Perhaps the therapeutic landscape approach provides valuable insights into health care-seeking behaviour due to the research methods I and others have used. To use language that anthropologists will recognize, researchers sought to replace the thin description of objective science (Dragnet’s ‘Just the facts, ma’am’) with the thicker description of in-depth analysis (Geertz 1973). Admittedly, my investigations of famous healing sites were by no means full-on ethnographic studies, but the therapeutic landscape framework enabled me to describe those places with different layers of overlapping meanings. In our work on mental hospitals, we attempted to achieve thicker descriptions of Clifford Geertz’s ‘social discourse’ by conducting our encounters with patients, staff, and carers as interactive discussions or conversations rather than interviews or focus groups and letting our respondents speak freely with almost no guidance. Taking still another idea from Geertz, we, on occasion, were able to elicit the ‘unapparent import’ of things. For example, we realized that, counter-intuitively and against the grain of medical and public health orthodoxy, smoking among mental patients and staff had potential benefits in terms of encouraging social interactions that had the potential to heal (Wood et al. 2013).

An example from our work on the design of a newly built mental health inpatient unit illustrates a very modest attempt at thick description (Curtis et al. 2007). Conversations with respondents revealed a set of design features and hospital practices related to risk avoidance that could be located in one or more of the three therapeutic landscape environments. These included the panopticon-like location of nursing stations, in a position to monitor three wards that radiated out from the stations; windows in patients’ rooms fitted with blinds that could be raised by staff for enhanced observation; smooth, hard-to-turn door handles to prevent ligature (committing suicide); and locked windows in bedrooms to dissuade patients from absconding, which made controlling room temperatures very difficult. All these items interacted in a web of meanings that revealed conflicting agendas held by interested parties (patients, staff, hospital management, government health ministers, the media, and the public): obtrusive observation versus patient privacy; restrictive, risk-averse rules versus patient autonomy; and keeping patients and staff at arm’s length rather than in potentially healing social interactions.

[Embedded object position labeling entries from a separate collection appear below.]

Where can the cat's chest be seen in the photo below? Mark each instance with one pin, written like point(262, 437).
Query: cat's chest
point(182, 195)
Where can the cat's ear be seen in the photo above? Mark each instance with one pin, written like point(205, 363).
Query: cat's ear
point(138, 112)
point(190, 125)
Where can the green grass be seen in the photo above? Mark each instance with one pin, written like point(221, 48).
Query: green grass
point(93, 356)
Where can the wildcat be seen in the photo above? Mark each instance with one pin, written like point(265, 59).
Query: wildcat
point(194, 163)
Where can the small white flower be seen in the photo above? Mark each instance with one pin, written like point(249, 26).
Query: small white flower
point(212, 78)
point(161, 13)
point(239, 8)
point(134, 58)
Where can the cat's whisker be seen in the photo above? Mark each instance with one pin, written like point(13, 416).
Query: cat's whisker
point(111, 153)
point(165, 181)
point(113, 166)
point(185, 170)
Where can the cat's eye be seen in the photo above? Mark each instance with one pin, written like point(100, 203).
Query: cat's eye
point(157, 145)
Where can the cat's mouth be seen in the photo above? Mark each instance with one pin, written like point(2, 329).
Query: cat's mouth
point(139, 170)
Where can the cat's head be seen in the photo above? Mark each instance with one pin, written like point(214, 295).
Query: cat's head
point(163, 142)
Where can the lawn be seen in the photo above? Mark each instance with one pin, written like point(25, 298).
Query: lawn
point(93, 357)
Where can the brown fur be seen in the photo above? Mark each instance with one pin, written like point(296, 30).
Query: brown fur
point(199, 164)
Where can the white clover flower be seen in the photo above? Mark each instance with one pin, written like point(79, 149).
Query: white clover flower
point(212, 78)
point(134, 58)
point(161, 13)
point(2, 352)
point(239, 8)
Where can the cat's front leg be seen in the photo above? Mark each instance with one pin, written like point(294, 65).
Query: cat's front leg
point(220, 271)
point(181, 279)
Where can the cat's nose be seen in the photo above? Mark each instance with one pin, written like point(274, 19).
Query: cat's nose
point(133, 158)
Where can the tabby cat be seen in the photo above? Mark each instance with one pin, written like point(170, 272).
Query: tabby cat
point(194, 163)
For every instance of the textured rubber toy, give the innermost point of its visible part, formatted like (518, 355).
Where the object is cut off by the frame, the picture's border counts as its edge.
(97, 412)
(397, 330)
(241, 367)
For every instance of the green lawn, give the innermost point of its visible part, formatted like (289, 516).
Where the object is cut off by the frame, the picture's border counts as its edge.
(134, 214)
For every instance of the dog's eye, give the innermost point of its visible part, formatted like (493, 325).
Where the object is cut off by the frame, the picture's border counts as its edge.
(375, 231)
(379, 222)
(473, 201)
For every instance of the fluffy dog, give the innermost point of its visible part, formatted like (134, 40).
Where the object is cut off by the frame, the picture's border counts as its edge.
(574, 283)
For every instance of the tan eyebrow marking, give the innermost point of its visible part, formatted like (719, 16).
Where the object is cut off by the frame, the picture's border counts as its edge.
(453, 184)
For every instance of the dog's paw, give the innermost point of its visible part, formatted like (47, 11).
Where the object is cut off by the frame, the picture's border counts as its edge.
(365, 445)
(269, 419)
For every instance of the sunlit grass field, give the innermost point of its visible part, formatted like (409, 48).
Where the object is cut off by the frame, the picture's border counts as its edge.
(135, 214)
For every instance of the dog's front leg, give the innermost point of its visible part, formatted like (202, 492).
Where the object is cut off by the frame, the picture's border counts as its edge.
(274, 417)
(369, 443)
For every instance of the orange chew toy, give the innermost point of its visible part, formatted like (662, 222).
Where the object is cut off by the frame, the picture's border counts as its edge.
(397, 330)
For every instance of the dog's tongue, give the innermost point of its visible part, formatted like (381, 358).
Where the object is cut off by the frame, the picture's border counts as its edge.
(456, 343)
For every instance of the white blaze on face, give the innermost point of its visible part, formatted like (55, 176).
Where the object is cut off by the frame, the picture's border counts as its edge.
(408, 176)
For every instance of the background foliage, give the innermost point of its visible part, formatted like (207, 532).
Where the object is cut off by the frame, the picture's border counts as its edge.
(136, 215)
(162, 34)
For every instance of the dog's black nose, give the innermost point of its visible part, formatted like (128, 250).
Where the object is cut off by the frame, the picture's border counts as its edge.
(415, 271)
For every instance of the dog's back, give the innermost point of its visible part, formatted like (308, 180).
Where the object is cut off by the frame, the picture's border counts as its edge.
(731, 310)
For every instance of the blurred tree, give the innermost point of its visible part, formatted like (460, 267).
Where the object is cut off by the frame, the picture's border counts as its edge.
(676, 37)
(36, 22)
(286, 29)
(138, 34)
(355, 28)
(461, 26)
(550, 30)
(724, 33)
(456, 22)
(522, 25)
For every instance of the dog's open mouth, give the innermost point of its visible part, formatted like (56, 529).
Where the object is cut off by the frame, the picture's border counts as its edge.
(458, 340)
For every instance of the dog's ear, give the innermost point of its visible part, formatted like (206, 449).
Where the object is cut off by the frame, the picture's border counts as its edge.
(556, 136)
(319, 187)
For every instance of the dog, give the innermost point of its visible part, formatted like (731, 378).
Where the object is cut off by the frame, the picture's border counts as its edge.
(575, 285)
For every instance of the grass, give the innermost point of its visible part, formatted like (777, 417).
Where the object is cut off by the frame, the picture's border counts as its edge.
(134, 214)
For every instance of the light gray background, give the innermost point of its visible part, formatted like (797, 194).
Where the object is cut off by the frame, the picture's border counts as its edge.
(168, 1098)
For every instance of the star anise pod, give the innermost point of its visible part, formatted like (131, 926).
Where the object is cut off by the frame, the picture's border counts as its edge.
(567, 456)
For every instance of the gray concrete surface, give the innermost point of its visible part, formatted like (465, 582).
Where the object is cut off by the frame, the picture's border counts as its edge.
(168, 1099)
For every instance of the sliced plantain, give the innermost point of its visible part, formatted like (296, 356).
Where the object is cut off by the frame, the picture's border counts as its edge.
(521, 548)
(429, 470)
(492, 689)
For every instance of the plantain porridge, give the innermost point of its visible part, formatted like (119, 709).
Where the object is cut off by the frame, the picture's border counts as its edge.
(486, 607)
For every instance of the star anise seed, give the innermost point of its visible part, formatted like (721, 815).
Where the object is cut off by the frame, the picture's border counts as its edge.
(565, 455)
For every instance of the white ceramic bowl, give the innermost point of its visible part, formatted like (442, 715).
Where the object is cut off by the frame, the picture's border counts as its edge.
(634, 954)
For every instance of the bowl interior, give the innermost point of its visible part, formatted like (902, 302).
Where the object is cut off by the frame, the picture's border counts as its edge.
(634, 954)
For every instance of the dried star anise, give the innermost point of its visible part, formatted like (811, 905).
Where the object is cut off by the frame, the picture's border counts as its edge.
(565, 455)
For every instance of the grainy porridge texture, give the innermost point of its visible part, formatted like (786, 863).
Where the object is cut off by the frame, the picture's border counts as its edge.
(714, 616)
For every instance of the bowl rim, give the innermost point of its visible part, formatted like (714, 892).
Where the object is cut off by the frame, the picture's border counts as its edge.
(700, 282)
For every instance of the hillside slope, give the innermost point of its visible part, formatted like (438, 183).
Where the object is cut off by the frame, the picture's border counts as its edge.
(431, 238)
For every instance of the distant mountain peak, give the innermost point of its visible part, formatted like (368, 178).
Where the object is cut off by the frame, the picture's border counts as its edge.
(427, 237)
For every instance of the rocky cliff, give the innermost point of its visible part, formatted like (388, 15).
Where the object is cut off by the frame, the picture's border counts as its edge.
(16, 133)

I have been intrigued by some recent work that attempts to explain why or how therapeutic landscapes work from a perspective that derives from theories of the mind. Using ideas from psychoanalysis and psychotherapy, David Conradson (2005) has developed the concept of the ‘relational self’. The therapeutic landscape experience, he suggests, centres on the relationships people develop with others and with various environments during the healing process. Emma Rose (2012) takes this line of inquiry further, talking about how infants learn to internalize positive experiences of environments from caregivers that can be beneficial when they are revived in later life.

About the author

Wil Gesler is a health geographer. He received his PhD in geography from the University of North Carolina at Chapel Hill in 1978. From 1978 to 1981 he was a member of the Department of Geography at Rutgers University and then spent a year at the University of Sierra Leone, Freetown, as a Fulbright scholar. From 1981 until his retirement in 2003 he was a member of the Department of Geography at UNC-Chapel Hill. His academic interests include cultural geography, spatial analysis, and geographic aspects of literature.